Results: A total of 4,910 patients were identified, including 791 study group patients. The mean ISS, LOS, ICU days, and mortality were significantly higher in the study group (p < 0.01). Odds ratios of the study group for direct transfer to the ICU or operating room were 91 and 2 for ETI, 23 and 1.4 for GCS score < 8, 8 and 2.2 for GSW, and 7 and 1.6 for SBP < 90 mm Hg, respectively. The odds ratios for mortality were 39 for ETI, 104 for GCS score < 8, 12 for GSW, and 74 for SBP < 90 mm Hg. Regression analysis demonstrated that GSW, SBP < 90 mm Hg, and ETI predicted ICU admission; GSW, SBP < 90 mm Hg, and ETI predicted operative intervention; and GCS score < 8, SBP < 90 mm Hg, and ETI were associated with mortality. Trauma surgeon response times were available for 658 (83%) of the study group patients. No significant differences were found between the two response groups.

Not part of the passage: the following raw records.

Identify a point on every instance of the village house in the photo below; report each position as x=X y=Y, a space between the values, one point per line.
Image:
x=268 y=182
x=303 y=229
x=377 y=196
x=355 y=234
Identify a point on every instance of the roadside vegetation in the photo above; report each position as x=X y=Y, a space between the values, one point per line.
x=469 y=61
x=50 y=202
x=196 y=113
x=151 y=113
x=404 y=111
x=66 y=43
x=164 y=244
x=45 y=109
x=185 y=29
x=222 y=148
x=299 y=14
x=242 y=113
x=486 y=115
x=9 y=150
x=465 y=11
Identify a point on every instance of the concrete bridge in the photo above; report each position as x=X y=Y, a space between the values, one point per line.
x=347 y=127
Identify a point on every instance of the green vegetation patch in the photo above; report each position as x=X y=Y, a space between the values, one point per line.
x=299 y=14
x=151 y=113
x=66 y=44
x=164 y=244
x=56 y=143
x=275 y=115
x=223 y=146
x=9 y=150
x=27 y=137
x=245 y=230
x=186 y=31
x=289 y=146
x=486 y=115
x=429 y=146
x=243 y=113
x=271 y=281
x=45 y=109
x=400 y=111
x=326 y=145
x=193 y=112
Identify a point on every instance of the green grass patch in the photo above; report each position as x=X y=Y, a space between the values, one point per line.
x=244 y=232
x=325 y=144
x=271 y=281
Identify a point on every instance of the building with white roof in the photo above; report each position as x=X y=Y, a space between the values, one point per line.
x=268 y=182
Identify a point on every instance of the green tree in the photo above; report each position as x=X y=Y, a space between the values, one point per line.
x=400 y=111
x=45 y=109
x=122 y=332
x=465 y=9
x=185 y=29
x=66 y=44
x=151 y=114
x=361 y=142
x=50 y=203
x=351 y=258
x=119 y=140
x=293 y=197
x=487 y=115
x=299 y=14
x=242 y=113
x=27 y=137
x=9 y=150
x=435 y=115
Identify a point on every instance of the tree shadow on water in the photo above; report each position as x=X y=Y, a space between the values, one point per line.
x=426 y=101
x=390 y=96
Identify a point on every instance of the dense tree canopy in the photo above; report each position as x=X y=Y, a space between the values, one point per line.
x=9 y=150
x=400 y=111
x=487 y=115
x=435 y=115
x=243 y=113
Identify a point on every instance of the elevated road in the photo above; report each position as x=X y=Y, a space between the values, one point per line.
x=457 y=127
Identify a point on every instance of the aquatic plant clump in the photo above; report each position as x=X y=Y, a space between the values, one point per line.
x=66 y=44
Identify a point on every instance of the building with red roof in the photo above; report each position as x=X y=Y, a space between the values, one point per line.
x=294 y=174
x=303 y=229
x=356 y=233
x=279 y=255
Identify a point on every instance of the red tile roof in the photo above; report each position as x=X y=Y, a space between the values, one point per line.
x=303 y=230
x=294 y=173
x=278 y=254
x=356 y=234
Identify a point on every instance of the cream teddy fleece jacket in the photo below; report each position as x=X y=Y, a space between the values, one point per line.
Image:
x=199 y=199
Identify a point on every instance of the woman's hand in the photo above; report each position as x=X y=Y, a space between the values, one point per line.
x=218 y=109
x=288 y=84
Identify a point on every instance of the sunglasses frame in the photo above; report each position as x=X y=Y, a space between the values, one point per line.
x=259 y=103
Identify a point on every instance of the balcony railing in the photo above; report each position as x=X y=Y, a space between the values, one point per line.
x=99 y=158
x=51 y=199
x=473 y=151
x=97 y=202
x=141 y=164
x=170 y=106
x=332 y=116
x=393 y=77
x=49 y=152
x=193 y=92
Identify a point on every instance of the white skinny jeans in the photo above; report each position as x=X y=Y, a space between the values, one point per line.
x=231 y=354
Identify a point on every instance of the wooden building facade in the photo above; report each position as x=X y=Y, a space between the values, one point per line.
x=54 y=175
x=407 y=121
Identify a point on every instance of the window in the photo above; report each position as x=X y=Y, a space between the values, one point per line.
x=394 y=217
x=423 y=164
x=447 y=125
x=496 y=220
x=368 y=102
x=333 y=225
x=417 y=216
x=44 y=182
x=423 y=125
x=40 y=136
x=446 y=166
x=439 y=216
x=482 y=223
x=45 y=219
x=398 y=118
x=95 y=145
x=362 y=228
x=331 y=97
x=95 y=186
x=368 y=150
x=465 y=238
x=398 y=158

Conclusion: Trauma patients meeting the triage criteria proposed by the American College of Surgeons Committee on Trauma have more severe injuries, a higher mortality rate, and longer hospital and ICU stays than control patients. SBP < 90 mm Hg, ETI, and GSW are predictive of urgent operating room use and ICU admission. A significantly higher mortality rate is associated with SBP < 90 mm Hg, ETI, and GCS score < 8. Incorporating these criteria into trauma center triage rules to identify high-risk injured patients is warranted. However, trauma surgeon response time < or = 15 minutes was not associated with improved patient outcome, and optimal response time remains uncertain.